AI and Operational Efficiencies: The company is in its second year of developing an AI machine-based learning project, which is expected to contribute to operational efficiencies and increase revenue while decreasing expenses starting this calendar year.
Produced Water Treatment Strategy: The company is pursuing a combination of nuclear power and thermal desalination technology in Reeves County, Texas, with a permit expected early this year. This aligns with medium- to long-term goals of large-scale disposition of produced water.
Common Unit Repurchase: During the quarter, the company repurchased 1.6 million common units, bringing the total repurchased units to approximately 8.7 million since the program's inception. This represents almost 7% of the outstanding units at an average price of $5.70 per unit. The Board-approved common unit repurchase plan is nearly exhausted.
Reduction of Dilution: The company has eliminated approximately 25% of dilution in common equity through actions such as purchasing 23.3 million long-term common unit warrants and repurchasing common units.
The earnings call indicates strong financial performance, particularly in the Water Solutions segment, with increased EBITDA and disposal volumes. The company also announced a significant share repurchase plan, reducing dilution. Despite some declines in other segments, the overall guidance is optimistic, with increased EBITDA projections and new growth projects. The Q&A section revealed strong long-term commitments and opportunities in water treatment, although management was vague on AI's financial impact. Given these factors, a positive stock price movement is likely in the short term.
The earnings call summary and Q&A reveal strong performance in the Water Solutions segment and strategic repurchases of units, indicating positive financial health. The reaffirmation of full-year EBITDA guidance and potential for guidance revision add optimism. Risks are acknowledged but seem manageable. The Q&A supports a positive sentiment with clear responses and no evasive answers. The unit repurchase plan and Class D preferred units repurchase enhance shareholder returns, contributing to a positive outlook.

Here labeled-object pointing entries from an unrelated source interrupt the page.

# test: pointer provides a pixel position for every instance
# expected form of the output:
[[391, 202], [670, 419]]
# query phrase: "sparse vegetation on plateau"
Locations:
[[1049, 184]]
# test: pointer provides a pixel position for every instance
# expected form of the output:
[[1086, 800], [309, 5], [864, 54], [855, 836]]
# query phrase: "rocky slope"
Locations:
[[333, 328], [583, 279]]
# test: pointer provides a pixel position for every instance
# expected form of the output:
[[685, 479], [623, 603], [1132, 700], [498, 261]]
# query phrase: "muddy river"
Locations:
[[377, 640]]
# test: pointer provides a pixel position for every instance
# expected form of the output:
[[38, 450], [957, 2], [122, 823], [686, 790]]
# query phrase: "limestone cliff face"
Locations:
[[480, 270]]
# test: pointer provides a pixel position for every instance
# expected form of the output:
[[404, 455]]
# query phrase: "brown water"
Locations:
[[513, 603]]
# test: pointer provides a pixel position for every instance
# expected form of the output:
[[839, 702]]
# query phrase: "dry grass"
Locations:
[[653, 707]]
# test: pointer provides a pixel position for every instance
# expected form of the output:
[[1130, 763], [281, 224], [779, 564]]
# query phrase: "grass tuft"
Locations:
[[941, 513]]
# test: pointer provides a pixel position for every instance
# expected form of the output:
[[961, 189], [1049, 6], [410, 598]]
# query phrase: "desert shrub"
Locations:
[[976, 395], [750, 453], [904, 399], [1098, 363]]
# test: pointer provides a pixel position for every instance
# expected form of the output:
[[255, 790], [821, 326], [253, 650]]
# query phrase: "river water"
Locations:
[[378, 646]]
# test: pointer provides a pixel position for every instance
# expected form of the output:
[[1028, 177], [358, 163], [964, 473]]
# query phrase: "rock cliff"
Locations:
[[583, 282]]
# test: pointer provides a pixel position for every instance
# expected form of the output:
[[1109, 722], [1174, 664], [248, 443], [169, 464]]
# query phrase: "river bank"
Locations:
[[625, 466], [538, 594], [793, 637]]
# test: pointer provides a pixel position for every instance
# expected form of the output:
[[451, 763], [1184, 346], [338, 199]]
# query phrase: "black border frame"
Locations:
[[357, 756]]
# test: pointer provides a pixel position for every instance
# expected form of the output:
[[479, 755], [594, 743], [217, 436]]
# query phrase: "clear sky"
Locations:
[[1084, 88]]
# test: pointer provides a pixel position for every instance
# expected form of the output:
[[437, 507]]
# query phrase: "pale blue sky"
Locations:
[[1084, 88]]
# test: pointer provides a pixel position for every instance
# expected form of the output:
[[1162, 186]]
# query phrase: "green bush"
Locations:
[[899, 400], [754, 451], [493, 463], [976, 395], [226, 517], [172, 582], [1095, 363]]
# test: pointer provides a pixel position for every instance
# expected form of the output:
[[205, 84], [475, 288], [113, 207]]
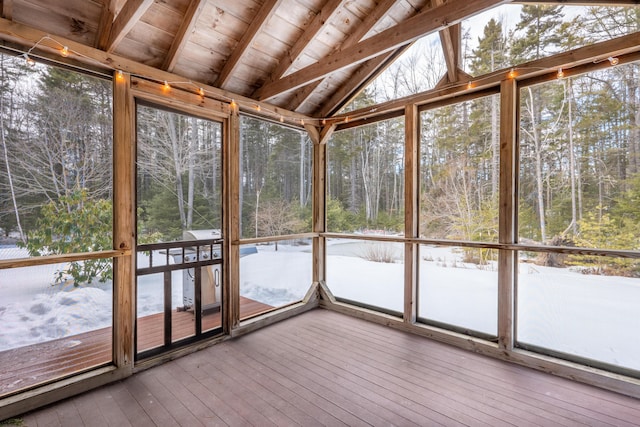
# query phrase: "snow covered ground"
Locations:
[[590, 316]]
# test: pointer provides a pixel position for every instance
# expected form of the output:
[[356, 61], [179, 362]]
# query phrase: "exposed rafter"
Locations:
[[365, 74], [263, 15], [186, 28], [450, 38], [130, 14], [423, 23], [7, 9], [353, 38], [106, 21], [582, 2]]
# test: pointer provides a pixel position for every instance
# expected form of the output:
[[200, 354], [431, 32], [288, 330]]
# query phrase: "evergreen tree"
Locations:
[[540, 38]]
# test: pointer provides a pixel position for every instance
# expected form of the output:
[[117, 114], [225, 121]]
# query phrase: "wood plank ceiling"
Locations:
[[309, 56]]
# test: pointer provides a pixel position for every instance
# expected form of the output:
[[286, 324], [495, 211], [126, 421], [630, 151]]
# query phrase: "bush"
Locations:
[[379, 252], [75, 224]]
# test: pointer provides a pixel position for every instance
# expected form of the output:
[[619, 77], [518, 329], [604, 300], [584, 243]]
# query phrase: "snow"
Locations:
[[595, 317]]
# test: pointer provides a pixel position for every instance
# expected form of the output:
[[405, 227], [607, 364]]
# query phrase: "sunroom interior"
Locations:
[[179, 173]]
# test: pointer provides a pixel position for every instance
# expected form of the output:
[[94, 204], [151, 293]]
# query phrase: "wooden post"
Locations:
[[319, 210], [231, 219], [411, 214], [124, 152], [318, 204], [507, 234]]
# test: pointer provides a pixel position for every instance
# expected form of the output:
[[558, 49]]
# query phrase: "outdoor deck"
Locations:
[[325, 368], [40, 363]]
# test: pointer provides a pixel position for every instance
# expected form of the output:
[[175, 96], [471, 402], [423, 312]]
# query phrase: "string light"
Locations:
[[65, 52], [30, 62]]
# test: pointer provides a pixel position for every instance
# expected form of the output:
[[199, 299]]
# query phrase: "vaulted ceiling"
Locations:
[[309, 56]]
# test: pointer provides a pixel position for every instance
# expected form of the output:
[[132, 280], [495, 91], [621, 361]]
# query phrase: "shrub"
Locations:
[[75, 224]]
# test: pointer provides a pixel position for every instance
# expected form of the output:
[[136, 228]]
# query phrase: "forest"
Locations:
[[579, 147], [579, 154]]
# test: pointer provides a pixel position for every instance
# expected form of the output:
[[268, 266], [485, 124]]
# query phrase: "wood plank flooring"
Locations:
[[40, 363], [325, 368]]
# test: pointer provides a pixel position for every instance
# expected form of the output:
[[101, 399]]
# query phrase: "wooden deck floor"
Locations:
[[40, 363], [325, 368]]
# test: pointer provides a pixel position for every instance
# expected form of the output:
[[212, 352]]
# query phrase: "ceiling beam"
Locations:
[[106, 21], [267, 9], [187, 27], [318, 22], [366, 73], [425, 22], [354, 37], [581, 2], [7, 9], [129, 15], [450, 39], [626, 48]]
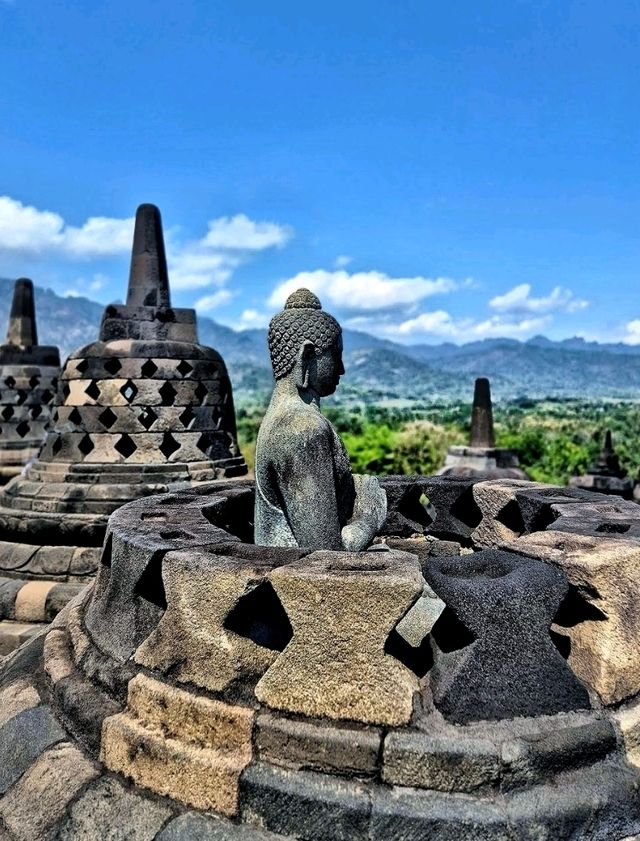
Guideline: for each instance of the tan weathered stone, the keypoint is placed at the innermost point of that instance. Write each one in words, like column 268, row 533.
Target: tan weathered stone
column 18, row 696
column 191, row 639
column 604, row 651
column 178, row 744
column 39, row 799
column 31, row 600
column 628, row 720
column 342, row 607
column 58, row 662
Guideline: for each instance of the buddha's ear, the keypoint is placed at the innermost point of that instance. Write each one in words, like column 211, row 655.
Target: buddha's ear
column 306, row 353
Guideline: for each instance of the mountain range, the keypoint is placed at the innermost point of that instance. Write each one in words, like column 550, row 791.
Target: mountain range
column 379, row 369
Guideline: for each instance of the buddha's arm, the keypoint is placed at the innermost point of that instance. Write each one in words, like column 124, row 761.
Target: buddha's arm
column 307, row 488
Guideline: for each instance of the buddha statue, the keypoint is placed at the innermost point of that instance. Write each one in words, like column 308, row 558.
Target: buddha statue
column 306, row 495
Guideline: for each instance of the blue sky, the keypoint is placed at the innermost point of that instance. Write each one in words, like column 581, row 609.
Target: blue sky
column 435, row 171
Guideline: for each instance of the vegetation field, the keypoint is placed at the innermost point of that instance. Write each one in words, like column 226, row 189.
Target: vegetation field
column 555, row 439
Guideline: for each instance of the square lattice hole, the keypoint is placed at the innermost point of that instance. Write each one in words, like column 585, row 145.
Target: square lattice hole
column 187, row 417
column 184, row 368
column 129, row 391
column 22, row 428
column 112, row 366
column 107, row 418
column 149, row 368
column 168, row 394
column 86, row 445
column 147, row 417
column 169, row 445
column 93, row 390
column 125, row 445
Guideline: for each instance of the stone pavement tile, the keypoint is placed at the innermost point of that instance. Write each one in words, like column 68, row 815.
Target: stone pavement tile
column 22, row 739
column 111, row 812
column 39, row 800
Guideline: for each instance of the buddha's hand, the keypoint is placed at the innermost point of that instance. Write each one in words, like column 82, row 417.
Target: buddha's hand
column 369, row 513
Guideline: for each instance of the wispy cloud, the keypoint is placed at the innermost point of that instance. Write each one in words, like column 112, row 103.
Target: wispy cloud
column 519, row 300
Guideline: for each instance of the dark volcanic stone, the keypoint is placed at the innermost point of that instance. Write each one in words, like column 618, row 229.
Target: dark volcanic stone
column 512, row 667
column 315, row 807
column 22, row 739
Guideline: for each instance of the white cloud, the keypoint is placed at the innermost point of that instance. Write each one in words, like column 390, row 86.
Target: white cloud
column 362, row 291
column 519, row 301
column 239, row 233
column 632, row 335
column 213, row 301
column 26, row 230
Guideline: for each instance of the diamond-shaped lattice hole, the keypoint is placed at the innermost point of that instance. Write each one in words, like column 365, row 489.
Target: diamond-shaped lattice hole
column 107, row 418
column 147, row 417
column 93, row 390
column 204, row 442
column 22, row 428
column 125, row 445
column 129, row 390
column 184, row 368
column 169, row 445
column 168, row 394
column 259, row 615
column 200, row 393
column 187, row 417
column 86, row 445
column 112, row 366
column 149, row 368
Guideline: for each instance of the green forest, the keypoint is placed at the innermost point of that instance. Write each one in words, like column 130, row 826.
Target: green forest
column 554, row 439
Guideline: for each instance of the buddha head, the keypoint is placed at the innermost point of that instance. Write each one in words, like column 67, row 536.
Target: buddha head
column 305, row 344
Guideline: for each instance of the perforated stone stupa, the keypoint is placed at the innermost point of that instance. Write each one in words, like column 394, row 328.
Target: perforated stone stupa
column 482, row 458
column 606, row 475
column 28, row 383
column 143, row 410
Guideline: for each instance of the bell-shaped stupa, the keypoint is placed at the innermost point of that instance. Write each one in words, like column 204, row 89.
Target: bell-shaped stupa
column 143, row 410
column 482, row 458
column 606, row 475
column 28, row 380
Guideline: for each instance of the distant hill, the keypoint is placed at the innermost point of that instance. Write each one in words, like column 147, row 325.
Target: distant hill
column 380, row 369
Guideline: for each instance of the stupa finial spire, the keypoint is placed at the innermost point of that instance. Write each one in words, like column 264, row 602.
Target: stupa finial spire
column 148, row 276
column 22, row 319
column 482, row 415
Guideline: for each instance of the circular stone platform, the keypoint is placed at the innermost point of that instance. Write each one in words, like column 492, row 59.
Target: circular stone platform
column 209, row 688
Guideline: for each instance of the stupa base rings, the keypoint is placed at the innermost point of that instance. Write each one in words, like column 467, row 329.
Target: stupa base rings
column 164, row 686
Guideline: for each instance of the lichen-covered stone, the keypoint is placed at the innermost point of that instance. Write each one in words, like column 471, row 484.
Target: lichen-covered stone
column 342, row 608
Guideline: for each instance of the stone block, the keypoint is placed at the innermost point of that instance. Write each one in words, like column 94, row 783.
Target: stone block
column 107, row 804
column 342, row 607
column 444, row 762
column 510, row 667
column 601, row 621
column 58, row 661
column 191, row 640
column 16, row 697
column 305, row 804
column 316, row 745
column 22, row 739
column 181, row 745
column 31, row 601
column 36, row 803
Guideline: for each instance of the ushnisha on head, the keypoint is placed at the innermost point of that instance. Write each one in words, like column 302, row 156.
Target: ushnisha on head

The earnings call presents a mixed picture. Positive aspects include increased EBITDA driven by Water Solutions and successful repurchase plans. However, challenges like declining Grand Mesa pipeline volumes, reduced Liquids Logistics EBITDA, and reliance on butane blending pose concerns. The Q&A shows management's strategic flexibility, but lack of clear guidance and dependency on market conditions add uncertainty. Overall, the positives and negatives balance out, suggesting a neutral stock price movement.
The company's strong financial performance, with EBITDA exceeding guidance and increased water disposal volumes, is a positive indicator. Despite some segment declines, the overall financial health is solid. Asset sales have provided significant capital, and the focus on reducing leverage by repurchasing preferred shares is prudent. While management's responses in the Q&A lacked clarity on some points, the market strategy and financial health remain strong, supporting a positive sentiment.